First principles prediction of two-dimensional Janus XMoGeN2 (X = S, Se and Te) materials

Abstract

Motivated by the successful synthesis of two-dimensional MoSi₂N₄ [Y.-L. Hong et al., Science, 2020, 369, 670–674] and Janus MoSSe [A.-Y. Lu et al., Nat. Nanotechnol., 2017, 12, 744–749], in this work, we propose novel 2D Janus XMoGeN₂ (X = S, Se and Te) monolayers using first-principles prediction. The controllable electronic features of Janus XMoGeN₂ (X = S, Se and Te) monolayers under an external electric field and strain are also examined. Our predictions demonstrated that 2D XMoGeN₂ materials are structurally and dynamically stable. All these 2D XMoGeN₂ materials are indirect semiconductors with band gaps of 1.60/2.10, 1.54/2.07 and 1.05/1.56 eV obtained by the PBE/HSE functional for SMoGeN₂, SeMoGeN₂ and TeMoGeN₂ monolayers, respectively. Furthermore, the electronic band gap and band structures of these monolayers are controllable under an external electric field and strain, making them promising candidates for flexible optoelectronics and nanoelectronics.

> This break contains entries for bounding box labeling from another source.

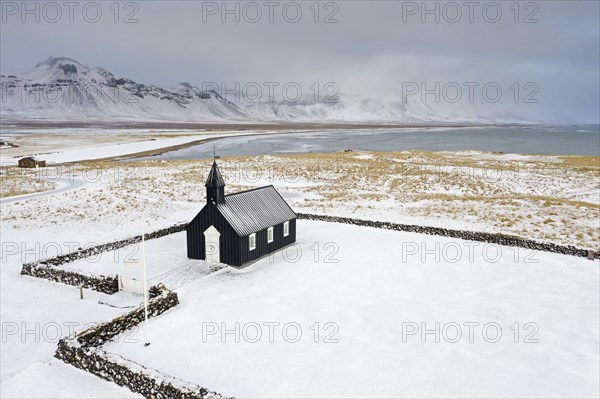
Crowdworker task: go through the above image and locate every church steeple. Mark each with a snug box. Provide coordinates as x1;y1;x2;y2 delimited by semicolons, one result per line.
204;159;225;204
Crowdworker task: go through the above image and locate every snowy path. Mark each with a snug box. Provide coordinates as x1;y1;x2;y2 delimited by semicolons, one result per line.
0;177;86;205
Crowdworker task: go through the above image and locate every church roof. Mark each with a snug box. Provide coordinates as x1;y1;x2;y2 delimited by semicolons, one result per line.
204;161;225;187
216;186;296;236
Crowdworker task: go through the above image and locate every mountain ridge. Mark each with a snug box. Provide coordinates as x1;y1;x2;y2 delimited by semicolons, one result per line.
0;57;460;123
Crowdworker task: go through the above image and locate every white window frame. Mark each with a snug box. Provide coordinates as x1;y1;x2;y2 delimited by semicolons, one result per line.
283;221;290;237
248;233;256;251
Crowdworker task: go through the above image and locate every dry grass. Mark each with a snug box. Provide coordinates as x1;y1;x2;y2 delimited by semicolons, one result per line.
2;151;600;249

The electric field tunes the TeMoGeN₂ monolayer from semiconductor to metal and leads to a change in the band gap. While strain modifies the band gap of the TeMoGeN₂ monolayer, giving rise to a shift in the CB from the Γ–M path to the M point and a tendency to transform from semiconductor to metal. Our findings suggest that these novel 2D XMoGeN₂ materials are potential candidates for use in future high-performance applications.